Mercifully for Brian Meehan, Johnny The Fish's trainer, his young horse does not bear a grudge. "We gelded him soon after we bought him," Meehan said. "There was nothing to make him a stallion in his pedigree. Often the best thing is to cut them."
Johnny The Fish, a 20-1 chance, is the property of a syndicate put together by Johnny Ferrand in the racing alehouse of The Pheasant, just off junction 14 of the M4. They meant to enjoy the moment. "We may have some difficulty getting back to the Pheasant tonight," Ferrand said. "When Brian bought the horse for 26,000gns as a yearling he told us to be patient and keep our nerve and he would win this race for us."
It seemed as though there would be some nocturnal activity too following Out After Dark's success in the afternoon's signature race, the Portland Handicap. He is trained by Clive Cox and owned by The Night Owls. There would be no round at the bar though sponsored by Out After Dark's teenage jockey, Adam Kirby. "He is a horseman as well as a jockey and for a lad who has just turned 17 he is a wonderful rider," Cox said.
Perhaps the most significant display of the day came from Sir Michael Stoute's City Of Troy, who burst through in his race to such effect that he is now third favourite for next spring's 2,000 Guineas.
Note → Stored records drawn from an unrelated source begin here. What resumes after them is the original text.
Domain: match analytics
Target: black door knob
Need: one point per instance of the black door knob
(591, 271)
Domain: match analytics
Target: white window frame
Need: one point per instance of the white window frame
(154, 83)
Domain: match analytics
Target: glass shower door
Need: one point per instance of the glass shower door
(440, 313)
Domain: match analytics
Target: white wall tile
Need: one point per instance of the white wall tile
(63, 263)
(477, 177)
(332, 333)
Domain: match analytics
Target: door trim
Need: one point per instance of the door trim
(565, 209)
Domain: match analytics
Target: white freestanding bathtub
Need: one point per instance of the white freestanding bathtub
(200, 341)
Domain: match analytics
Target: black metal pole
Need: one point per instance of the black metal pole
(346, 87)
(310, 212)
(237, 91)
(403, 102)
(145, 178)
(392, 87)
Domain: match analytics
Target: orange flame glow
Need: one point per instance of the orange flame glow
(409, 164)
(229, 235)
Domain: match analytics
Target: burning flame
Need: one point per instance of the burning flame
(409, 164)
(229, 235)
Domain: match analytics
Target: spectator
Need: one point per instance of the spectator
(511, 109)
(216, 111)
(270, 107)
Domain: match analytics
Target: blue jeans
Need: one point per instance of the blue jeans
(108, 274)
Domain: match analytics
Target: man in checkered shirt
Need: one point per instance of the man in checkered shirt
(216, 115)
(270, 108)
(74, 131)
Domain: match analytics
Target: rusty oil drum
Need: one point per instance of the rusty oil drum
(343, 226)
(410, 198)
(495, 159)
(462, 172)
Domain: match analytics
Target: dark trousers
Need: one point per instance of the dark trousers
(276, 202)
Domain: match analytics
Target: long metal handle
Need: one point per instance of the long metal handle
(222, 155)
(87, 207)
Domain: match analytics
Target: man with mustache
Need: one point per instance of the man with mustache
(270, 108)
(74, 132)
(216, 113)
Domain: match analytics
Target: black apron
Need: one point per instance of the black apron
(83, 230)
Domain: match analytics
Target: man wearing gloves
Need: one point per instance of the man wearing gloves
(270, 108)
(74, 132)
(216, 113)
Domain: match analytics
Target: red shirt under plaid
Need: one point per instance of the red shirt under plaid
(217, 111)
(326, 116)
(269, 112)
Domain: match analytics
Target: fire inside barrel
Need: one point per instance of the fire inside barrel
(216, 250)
He is part-owned, like just about everything else quoted for the Guineas, by John Magnier.
The fillies' Leger, the Park Hill Stakes, was won by France's Sweet Stream, who came on from the chic of Deauville to the South Yorkshire industrial town. But then old Donny seems to carry some mysterious charm, at least according to Mark Sulkes, who had flown in from California as part of the winning syndicate.
"I come from San Diego," he said, "and we have a track there called Del Mar. It's the same feeling here as it is there with the people and the atmosphere."